Back in 2009, a Google executive told colleagues that the goal for the company’s then-nascent online advertising business was to “crush” rival advertising networks, according to evidence prosecutors have presented at the company’s antitrust trial in the US this week.

Alphabet’s Google headed to court at the start of this week to face US Justice Department allegations that it manipulates the $677 billion (A$1014.22 billion) display advertising market in violation of antitrust laws.

On Wednesday, prosecutors introduced evidence of how Google employees thought about the company’s products.

“We’ll be able to crush the other networks and that’s our goal,” David Rosenblatt, Google’s former president of display advertising, said of the company’s strategy in late 2008 or early 2009, according to notes shown in court, reported Reuters.

Rosenblatt arrived at Google in 2008 when it acquired his former ad tech company, DoubleClick, and left the following year. The notes of his talk showed him discussing the advantages of owning technology on both sides and the middle of the market. “We’re both Goldman and NYSE,” he said, he said, according to the notes.

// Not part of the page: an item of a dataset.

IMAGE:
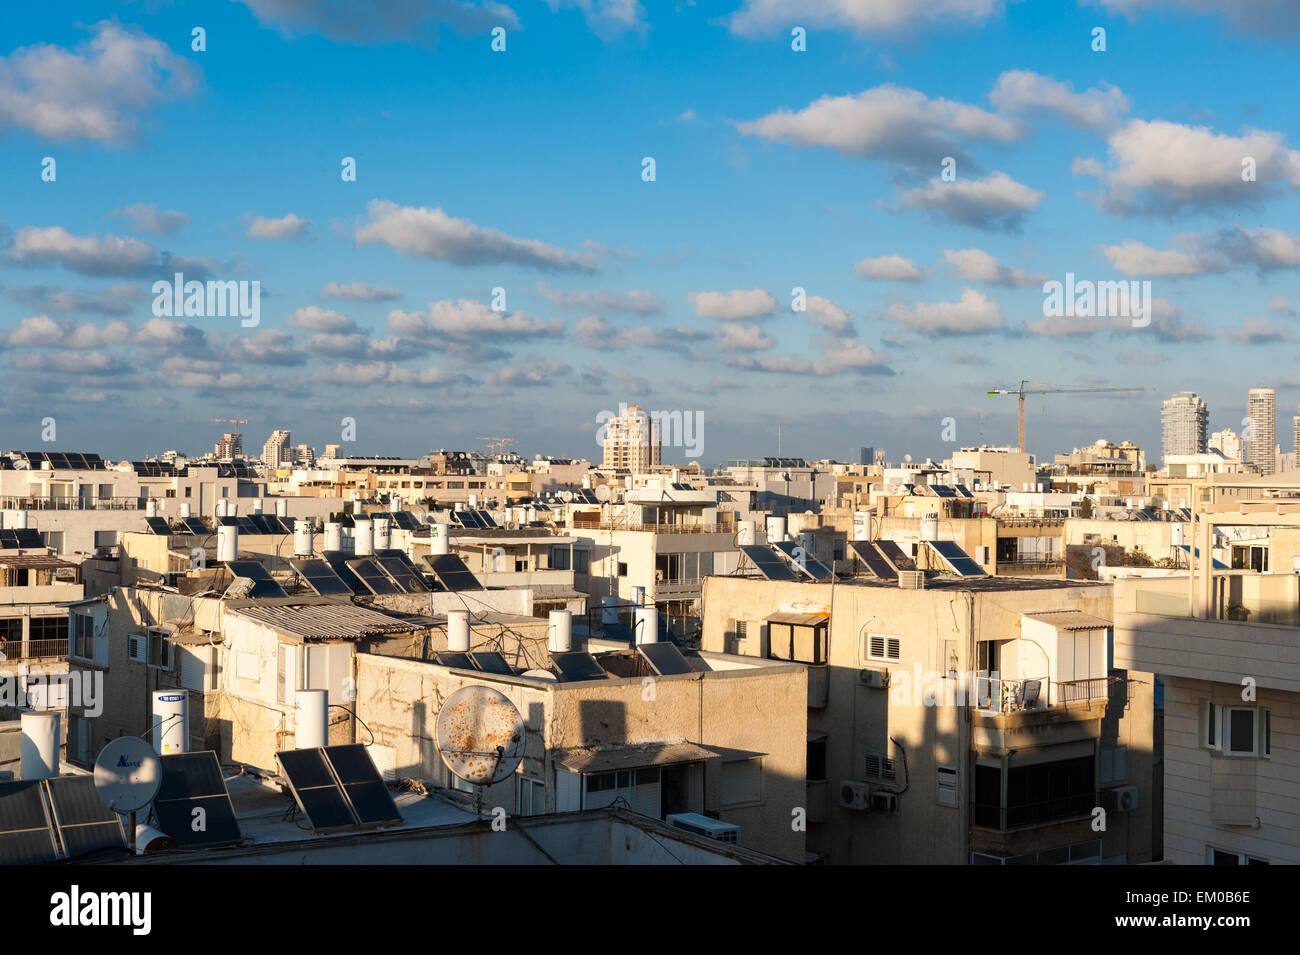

“Google has created what’s comparable to the NYSE or London Stock Exchange; in other words, we’ll do to display what Google did to search,” Rosenblatt said.

By owning publisher ad servers, the advertiser ad network would have a “first look” at available spots for ads, he said according to the notes. He also said it was a “nightmare” for publishers to switch platforms.

“It takes an act of God to do it,” he said, according to the notes.

Brad Bender, another former DoubleClick executive, who worked at Google until 2022, testified at trial that he forwarded the notes to his team, calling them a “worthwhile read” at the time.

Of Alphabet’s nearly $260 billion (A$389.51 billion) in revenue in 2023, about $31.3 billion (A$46.89 billion) came from display advertising.

Google has denied the allegations instead arguing that it faces fierce competition from rival digital advertising companies, and says that others including Microsoft, Amazon and Meta Platforms offer an integrated suite of products for advertisers and publishers too.

There’s much at stake in this trial. If US District Judge Leonie Brinkema finds Google has broken the law, she could consider the prosecutors’ request to make Google sell off Google Ad Manager, a platform that includes the company’s publisher ad server and its ad exchange.

Already this week, the EU’s Court of Justice (ECJ) in Luxembourg ruled against Google in its bid to overturn a €2.4 billion (A$3.98 billion) EU fine for abusing its monopoly power to crush rival shopping services. The ECJ backed a 2017 decision which found that the US tech giant illegally leveraged its search-engine dominance to give a higher ranking to its own product listings.

In a separate trial from the one that commenced this week in the US, Google is facing a potential breakup of the company after a US court judge ruled recently that it was a monopolist in the internet search engine space too.